A ideologia nazista não visava uma sociedade igualitária, tal qual prega o comunismo, mas sim uma raça superior — totalmente o oposto do que dizem as teorias de esquerda. Em uma sociedade sem opressões, não haveria espaço para um posicionamento de superioridade baseada na biologia.

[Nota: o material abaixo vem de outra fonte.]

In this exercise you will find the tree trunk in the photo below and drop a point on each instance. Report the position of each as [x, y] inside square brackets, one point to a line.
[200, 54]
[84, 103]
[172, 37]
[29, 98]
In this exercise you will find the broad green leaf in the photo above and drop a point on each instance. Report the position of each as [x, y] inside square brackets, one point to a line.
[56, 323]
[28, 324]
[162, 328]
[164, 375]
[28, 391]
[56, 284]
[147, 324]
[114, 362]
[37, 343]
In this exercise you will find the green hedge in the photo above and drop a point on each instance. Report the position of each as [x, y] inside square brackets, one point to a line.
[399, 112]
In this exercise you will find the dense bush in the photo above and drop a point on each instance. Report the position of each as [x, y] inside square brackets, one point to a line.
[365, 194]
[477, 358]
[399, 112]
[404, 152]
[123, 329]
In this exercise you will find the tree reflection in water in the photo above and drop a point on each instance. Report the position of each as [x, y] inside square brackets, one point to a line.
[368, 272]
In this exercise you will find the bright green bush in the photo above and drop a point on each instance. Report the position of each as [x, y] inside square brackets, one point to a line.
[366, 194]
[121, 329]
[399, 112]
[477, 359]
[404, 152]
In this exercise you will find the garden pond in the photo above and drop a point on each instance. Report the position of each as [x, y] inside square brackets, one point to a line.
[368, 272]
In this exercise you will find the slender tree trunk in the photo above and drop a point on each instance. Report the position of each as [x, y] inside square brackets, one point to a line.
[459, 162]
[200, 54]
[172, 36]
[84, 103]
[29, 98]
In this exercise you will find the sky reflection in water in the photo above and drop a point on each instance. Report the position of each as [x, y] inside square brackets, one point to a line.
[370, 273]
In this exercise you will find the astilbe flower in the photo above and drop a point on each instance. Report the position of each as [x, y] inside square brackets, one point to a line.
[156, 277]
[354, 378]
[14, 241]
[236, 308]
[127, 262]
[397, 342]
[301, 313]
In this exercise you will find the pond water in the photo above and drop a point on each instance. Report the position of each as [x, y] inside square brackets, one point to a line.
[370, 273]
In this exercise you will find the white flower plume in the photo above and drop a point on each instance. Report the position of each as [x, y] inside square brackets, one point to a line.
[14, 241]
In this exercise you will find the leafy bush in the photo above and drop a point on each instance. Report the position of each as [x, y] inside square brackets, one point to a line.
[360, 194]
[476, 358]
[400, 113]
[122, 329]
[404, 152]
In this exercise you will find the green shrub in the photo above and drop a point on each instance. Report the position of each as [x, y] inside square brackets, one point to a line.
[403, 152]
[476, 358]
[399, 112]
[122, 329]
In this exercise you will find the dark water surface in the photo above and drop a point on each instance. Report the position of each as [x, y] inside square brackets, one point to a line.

Além disso, o marxismo também leva em conta uma análise materialista do mundo, não biológica, como o nazismo. Ao usar o “social-darwinismo” como base, Hitler insiste que o poder deveria estar com os indivíduos mais aptos, — para ele, a raça ariana, — e não com a massa da classe trabalhadora.


5. Invasão á URSS

Hitler e Stalin / Crédito: WIkimedia Commons

Colocando seu ódio aos comunistas em prática, o Führer invadiu a União Soviética, a maior representação da ideologia na época, em junho de 1941, na chamada Operação Barbarossa. Com o intuito de acabar com a ameaça do bloco frente ao mundo, o nazista liderou suas tropas para conquistar as terras do da URSS.

Na tentativa de cumprir sua velha promessa de enterrar o comunismo e ampliar o espaço vital para a raça ariana, Hitler organizou a gigantesca ação militar, que envolveu mais de 3 milhões de homens, 3.580 veículos blindados, 7 mil peças de artilharia e milhares de aviões. "Só temos de chutar a porta e toda a estrutura podre desmoronará”, afirmou o líder.